After that, Good took over the microphone from Friends treasurer Leon Sucht to announce the donation that was just made and to profusely thank the club for their philanthropic act.

The woman who presented the check to Good was Uthauna Miller.

“I’m the one who brought up the cemetery (issue to the club) because my daughter and my father are buried there. I asked the club, ‘is there anything we could do, maybe do a fund-raiser and then present (the proceeds) to the cemetery?’”

That was at the Tuesday night’s club meeting.

“They asked what was going on so I explained to them the situation with the (cemetery) board and the state taking away the funds, or what I’ve learned so far (about what’s going on),” Miller said. She also shared with them her concerns about what would happen to the cemetery and how they could “lose the cemetery all together.” Without much ado, the club agreed to donate money that they had available to help the cemetery cause.

They took a vote on the motion and it was unanimous.

Wednesday night, Miller took the check to the bingo benefit at FESM Hall and presented the check to Good.

The Junior Women’s vote to help with the cemetery upkeep was more than just a donation of money. The club was also making a statement and a challenge to the community — to other clubs and organizations, businesses, families and individuals.

“We want to call upon all the other groups in the area to match, if not beat, our donation,” Miller explained.

Miller said she is well aware of the issues facing the cemetery. She has been at one of the cemetery board’s meetings and was also present at the press conference held at the cemetery “when the members of the first board stepped down.”

And yes, she is aware of the recently enforced rules about the removal of flowers and mementoes left at grave sites and how that angered some people with loved ones buried there. But, said Miller, she agreed with the “young man” who spoke at the board meeting she attended and pointed out that “we have bigger things to be concerned with” if they can’t get the fiscal matter resolved first.

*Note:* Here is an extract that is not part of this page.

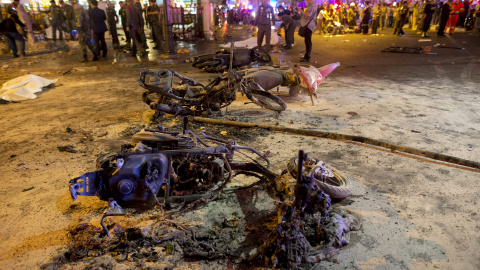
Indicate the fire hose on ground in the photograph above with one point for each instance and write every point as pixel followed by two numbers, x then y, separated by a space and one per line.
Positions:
pixel 409 152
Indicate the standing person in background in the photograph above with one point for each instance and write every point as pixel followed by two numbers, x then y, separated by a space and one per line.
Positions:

That’s a bigger issue “than how well we can decorate our cemetery. I want to make sure it stays there. Once it’s back in operation, then we can start negotiations on how often we can put flowers there,” Miller said.

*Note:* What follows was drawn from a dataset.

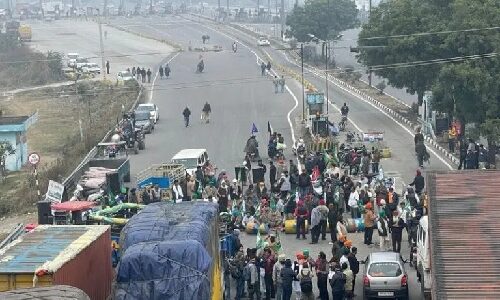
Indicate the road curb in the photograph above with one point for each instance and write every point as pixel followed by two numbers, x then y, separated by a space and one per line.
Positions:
pixel 177 47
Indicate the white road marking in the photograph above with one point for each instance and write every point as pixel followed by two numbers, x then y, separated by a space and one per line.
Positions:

She visits the graves of her daughter and father about once a month, she said, “but I wave and talk to her, shall we say, every time I drive by.”

Her worst fear, she said, is to see the cemetery unable to continue operating because of lack of funds and then have “all the bodies (at the cemetery moved) to the closest federal cemetery which is in San Jose,” where she will not be able to readily visit the graves of her daughter and father. That would not happen “if we can get the funds and get the cemetery back in operation,” Miller said.

“Even if I can’t go out and put flowers (at her daughter’s grave), just knowing she’s there close is a lot better” than having her grave elsewhere, she said.

“Burying a child is hard enough; reburying them is not an option,” she added.

Miller lost her daughter in an accident on Airport Way in 1991. She was pulling into her driveway, with her two daughters and son in the car, when a vehicle going 65 to 70 miles broadsided her car on the passenger side. Her oldest daughter, Joanne, who was nearly 12 at the time and was sitting on the passenger side where the impact occurred, was killed instantly.

Her other daughter, Tatiana, and son, Nathan, who were 10 and 8 at the time, survived unscathed. Miller sustained major injuries.

“I have no memory of that day; my father buried my daughter there (at East Union Cemetery) for me because I couldn’t.”

Good said the bingo benefit raised $1,700 for the Friends of the Cemetery, but the Assyrian-Armenian group rounded up the donation to $2,000. The money was presented to the Cemetery Friends that same evening. Good added that there were other people who stopped by at the FESM and did not play but gave some small donations like $20 to the cause.

Nearly a hundred people attended the bingo fund-raiser. Good said the sponsors informed the Cemetery Friends that they will be doing another similar benefit sometime in the future to help with the cemetery maintenance.